The fact that just half of the DC population responded to the assay prompted us to investigate the possible effect of ectonucleotidases in this process. The same assay was carried out in RPMI 1640 medium with 5 mmol/L of EDTA to decrease manyfold the Ca2+ and Mg2+concentrations, which have been described as being essential to the activity of ectonucleotidases.1 39 Under such conditions, the EC50 shifted to 0.094 mmol/L (Figure 6A, triangle). As shown in Figure 5, it was the anionic form of the agonist (ATP4−) that induced the permeabilization of DCs. Hence, to investigate whether the shift in EC50, observed during permeabilization performed in medium containing EDTA, was due to an increase of noncomplexed active ligand (ATP4−) or to an inhibition of ectonucleotidases, we normalized the dose-response curves based on the concentration of ATP4− calculated in each condition. Even after normalization, we observed that differences in EC50 were still present (Figure 6B,C), indicating that part of this effect might well be the result of ectonucleotidase inhibition. Our assays using 5′FSBA, an irreversible ectonucleotidase inhibitor, further indicated that this was the case. As seen in Figure 7, when the DCs were previously treated with 5′FSBA (1 mmol/L), we observed an increased number of permeabilized cells (71.8% ± 6.2%) when compared with the untreated control (41.2% ± 7.9%).

Fig. 7.

The ectonucleotidase inhibitor, 5′FSBA, enhances ATP-mediated DC permeabilization.

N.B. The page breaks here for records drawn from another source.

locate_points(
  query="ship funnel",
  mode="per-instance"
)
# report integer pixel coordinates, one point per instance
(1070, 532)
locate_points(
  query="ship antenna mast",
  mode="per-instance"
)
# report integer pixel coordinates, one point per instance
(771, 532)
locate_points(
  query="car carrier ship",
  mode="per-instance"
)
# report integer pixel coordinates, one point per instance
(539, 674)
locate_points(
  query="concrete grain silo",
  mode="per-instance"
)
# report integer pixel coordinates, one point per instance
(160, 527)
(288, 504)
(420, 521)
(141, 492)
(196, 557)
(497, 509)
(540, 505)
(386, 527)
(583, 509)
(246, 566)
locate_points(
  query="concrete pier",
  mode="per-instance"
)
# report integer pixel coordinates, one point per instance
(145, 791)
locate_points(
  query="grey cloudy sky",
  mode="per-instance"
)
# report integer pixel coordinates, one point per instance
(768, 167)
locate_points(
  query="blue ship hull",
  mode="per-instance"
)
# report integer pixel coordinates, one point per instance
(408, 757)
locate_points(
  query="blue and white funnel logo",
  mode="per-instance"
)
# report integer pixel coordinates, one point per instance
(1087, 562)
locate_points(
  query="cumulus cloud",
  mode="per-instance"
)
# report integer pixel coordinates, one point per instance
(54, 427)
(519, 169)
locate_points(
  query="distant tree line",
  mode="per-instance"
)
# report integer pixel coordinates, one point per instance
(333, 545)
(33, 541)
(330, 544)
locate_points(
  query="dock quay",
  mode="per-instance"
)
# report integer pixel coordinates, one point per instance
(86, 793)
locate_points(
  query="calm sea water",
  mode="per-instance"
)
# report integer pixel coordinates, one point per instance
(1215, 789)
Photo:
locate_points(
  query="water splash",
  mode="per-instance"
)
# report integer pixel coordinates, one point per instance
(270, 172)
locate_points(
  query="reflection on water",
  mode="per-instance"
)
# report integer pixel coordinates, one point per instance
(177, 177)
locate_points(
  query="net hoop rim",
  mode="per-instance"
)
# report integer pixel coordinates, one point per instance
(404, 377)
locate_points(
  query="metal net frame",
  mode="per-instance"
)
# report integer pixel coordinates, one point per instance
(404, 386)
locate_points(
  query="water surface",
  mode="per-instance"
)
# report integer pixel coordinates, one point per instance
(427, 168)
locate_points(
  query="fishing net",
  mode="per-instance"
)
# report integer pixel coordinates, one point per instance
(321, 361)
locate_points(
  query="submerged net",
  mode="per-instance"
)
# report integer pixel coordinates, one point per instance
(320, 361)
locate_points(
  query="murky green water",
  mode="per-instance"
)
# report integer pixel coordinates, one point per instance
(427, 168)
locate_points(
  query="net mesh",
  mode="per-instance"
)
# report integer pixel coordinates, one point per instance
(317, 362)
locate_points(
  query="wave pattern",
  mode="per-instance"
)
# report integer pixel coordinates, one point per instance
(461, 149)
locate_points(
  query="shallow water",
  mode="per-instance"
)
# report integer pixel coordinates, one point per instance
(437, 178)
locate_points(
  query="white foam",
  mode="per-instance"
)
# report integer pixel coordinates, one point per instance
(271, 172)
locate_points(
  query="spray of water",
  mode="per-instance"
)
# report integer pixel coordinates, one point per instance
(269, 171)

The DC suspension was previously treated with 1 mmol/L of 5′FSBA for 1 hour at 37°C. These cells were then washed twice and incubated with ATP (5 mmol/L) and ethidium bromide (10 μmol/L) for 15 minutes at 37°C. The degree of permeabilization was analyzed by flow cytometry. Data shown were normalized and compared by Studentt test. *Results from DCs treated with 5′FSBA were significantly different from those of untreated cells (P < .001). Data are the average of 3 experiments (mean ± SD).

Pharmacologic profile

Different nucleotide analogs were tested for their capacity to permeabilize DCs. Adenosine, cAMP, ADP, UTP, BzATP, and ATPγS were tested at 5 mmol/L in all assays, and their effects were compared with that of 5 mmol/L ATP. As depicted in Figure8, ATP, BzATP, and ATPγS selectively permeabilized DCs above the background level, whereas the other analogs did not cause any effect. In additional experiments, DCs were treated with increasing concentrations of oATP, previously described as a selective P2Z/P2X7 receptor antagonist that binds covalently and irreversibly to the receptor, inhibiting its effects.40 DCs were incubated with oATP for 2 hours at 37°C. The cells were then incubated with or without ATP in the presence of ethidium bromide for 15 minutes. As shown in Figure9, pretreatment with oATP at concentrations greater than 300 μmol/L completely blocked the ATP-mediated permeabilization.

Fig. 8.

DC permeabilization was induced selectively by adenine triphosphate nucleotide analogs.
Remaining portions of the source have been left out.